To prevent more moths from entering the local ecosystem, the Richmond students do their work in a screened pavilion with a corrugated metal roof that facilities staff built for them. The students grow the caterpillars in plastic cups like the one a server at a restaurant might bring you if you asked for your salad dressing on the side. In shorts, T-shirts, and protective blue gloves, they measure and record data about the reproductive rates and growth of their research populations.
The good news is that the Virginia heat is, in science-speak, “suboptimal” for growth during the caterpillar stage for both populations of moths. Less welcome news is that the Richmond populations seem to weather the heat better in the eggs stage. In other words, Richmond gypsy moths seem to be adapting to heat, at least in that stage of their life cycle.
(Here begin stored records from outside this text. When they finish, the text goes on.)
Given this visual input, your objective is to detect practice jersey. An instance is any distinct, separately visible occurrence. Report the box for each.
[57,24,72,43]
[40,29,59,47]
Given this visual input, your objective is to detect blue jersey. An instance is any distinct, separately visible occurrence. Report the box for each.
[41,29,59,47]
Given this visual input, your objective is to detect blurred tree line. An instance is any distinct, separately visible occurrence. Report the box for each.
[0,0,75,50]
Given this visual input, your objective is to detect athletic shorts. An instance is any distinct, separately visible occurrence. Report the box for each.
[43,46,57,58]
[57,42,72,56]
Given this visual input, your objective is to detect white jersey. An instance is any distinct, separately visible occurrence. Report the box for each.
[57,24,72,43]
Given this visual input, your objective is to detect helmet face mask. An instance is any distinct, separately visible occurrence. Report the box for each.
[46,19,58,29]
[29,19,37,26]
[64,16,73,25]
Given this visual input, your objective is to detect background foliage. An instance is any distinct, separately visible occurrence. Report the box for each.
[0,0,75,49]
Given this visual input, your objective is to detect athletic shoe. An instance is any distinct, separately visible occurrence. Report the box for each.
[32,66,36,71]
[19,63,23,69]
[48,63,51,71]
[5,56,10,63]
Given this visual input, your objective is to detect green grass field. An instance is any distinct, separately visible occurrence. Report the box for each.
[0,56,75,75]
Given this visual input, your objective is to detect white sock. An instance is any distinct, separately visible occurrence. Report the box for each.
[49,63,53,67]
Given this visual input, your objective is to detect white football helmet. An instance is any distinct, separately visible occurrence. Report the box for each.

Held in One’s Own Hands — Archives
The near silence might be the most jarring sensation that strikes students when they first work with paper archives in Boatwright Library and the Virginia Baptist Historical Society. The quiet is part of the culture of such places, where researchers dig through long-stored files in search of untold stories. But sometimes, the silence is broken by gasps.
For two years, Nicole Maurantonio, a professor of rhetoric and communication studies, has been bringing students in her Digital Memory and the Archive course to scour yearbooks, The Collegian, memos, reports, and other papers for information that illuminates the story of the University’s experience with race and racism.
“Encountering the material texts creates closer connections,” she said. “When students see signatures in a yearbook, for example, they might wonder who these people were and how they interacted with one another. It also begs questions about students’ own interactions today and questions of change over time.”
At memory.richmond.edu, the students have curated hundreds of documents that illustrate everything from affirmations of the Confederacy and segregation to early calls by students for progress toward integration. They’ve also documented the experience of under-represented groups, such as the Student Organization for Black Awareness, which organized the University’s first Black History Week in 1974.
Today’s students are all digital natives. Opening boxes and folders and becoming the first person to hold a document in decades, in some cases, gives them ink stains on their hands and commitment to their work.
“Students tell me they have the sense that this is something that could disappear,” Maurantonio said. “In the archive, they hold evidence of what was and what we need to think critically about. There is a sense of discovery, and then they feel compelled to keep asking questions.”